Les lobbies sont une source d’informations. Comme membre de la Commission des affaires économiques et monétaires, je travaille souvent sur de gros dossiers techniques. Mes collègues et moi, nous avons assez peu de moyens pour les traiter. En tout et pour tout, j’ai mon assistante et deux experts détachés par les Etats, par exemple un collaborateur venu de l’autorité britannique des marchés ou de la Banque de France. Nous ne sommes pas comme les élus du Congrès américain qui ont une équipe de 30 personnes à leur disposition !
Dans ce contexte, je travaille comme les journalistes. Je dois savoir recouper les informations, faire en sorte qu’elles soient équilibrées. Car on ne peut donc pas se contenter d’une seule source d’informations. Il faut plusieurs sons de cloche. C’est d’ailleurs pour cette raison qu’en 2010, j’ai répondu à l’appel de Pascal Canfin (alors eurodéputé vert, aujourd’hui ministre délégué du Développement, NDLR) pour lancer l’ONG Finance Watch et faire en sorte que l’information financière n’aille pas dans une seule et unique direction. Chacun des signataires (22, dont trois du PPE, NDLR) a payé 3800 euros pour aider à monter cette ONG. Ensuite, nous nous sommes retirés. Cela a étonné certains de mes interlocuteurs du monde de la finance, mais cela me semblait normal que pour cette problématique, un type de droite aille avec des gens de gauche et des verts.
Résultat : avant, il y avait un monopole de l’information financière. Aujourd’hui, l’équilibre a donc été à peu près rétabli. Finance Watch compte une douzaine de collaborateurs qui viennent tous du monde de la finance : ils sont invités aux différentes auditions (hearings) organisés sur les sujets économiques et monétaires.
Etes-vous très sollicité par les lobbies ?
Par principe, je reçois toutes les personnes qui me demandent rendez-vous : entre 20 et 25 minutes à chaque fois. Je considère que cela fait partie de mon boulot ! C’est en agissant de la sorte que je peux contribuer à mettre en place une règlementation européenne efficace, pragmatique, correcte.

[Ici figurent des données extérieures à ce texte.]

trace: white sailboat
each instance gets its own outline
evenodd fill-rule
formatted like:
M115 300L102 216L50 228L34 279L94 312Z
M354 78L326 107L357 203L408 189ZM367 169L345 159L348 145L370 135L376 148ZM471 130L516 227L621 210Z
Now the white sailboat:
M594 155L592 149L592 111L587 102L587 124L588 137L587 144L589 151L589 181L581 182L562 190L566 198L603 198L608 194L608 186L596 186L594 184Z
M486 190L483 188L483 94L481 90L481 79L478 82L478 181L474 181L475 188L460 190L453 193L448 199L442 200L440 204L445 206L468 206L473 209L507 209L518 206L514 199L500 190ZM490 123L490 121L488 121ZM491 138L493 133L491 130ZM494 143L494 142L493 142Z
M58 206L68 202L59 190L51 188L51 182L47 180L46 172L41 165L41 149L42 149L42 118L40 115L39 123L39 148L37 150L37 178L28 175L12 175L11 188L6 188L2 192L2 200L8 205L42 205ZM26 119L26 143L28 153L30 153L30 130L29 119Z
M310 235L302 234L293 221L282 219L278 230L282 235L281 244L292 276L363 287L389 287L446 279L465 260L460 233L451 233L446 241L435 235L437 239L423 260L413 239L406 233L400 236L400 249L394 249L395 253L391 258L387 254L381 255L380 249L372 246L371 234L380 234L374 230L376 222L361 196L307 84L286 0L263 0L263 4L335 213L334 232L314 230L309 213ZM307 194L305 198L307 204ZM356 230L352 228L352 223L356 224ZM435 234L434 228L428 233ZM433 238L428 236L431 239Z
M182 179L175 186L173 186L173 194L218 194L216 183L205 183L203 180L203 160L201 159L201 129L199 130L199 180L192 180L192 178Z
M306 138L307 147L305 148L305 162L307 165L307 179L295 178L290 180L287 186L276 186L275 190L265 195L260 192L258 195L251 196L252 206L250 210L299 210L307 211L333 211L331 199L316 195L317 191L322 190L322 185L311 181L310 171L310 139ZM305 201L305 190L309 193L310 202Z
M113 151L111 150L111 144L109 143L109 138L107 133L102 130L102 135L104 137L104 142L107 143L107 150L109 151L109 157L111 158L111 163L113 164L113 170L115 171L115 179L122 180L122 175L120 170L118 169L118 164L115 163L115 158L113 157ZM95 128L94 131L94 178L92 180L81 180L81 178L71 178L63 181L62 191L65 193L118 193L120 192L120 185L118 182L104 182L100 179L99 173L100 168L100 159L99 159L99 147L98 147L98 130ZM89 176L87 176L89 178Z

A titre d’exemple, pour la directive sur les hedge funds, adoptée en 2010, j’ai demandé à mon assistance de faire le décompte des réunions auxquelles j’ai participé. Résultat : j’ai assisté à 198 rencontres avec des lobbyistes ! Parmi eux, il y avait de nombreux représentants de la communauté financière anglo-saxonne. Mais il y avait aussi des Français de la BNP et du Crédit Agricole. Eux aussi savent se défendre !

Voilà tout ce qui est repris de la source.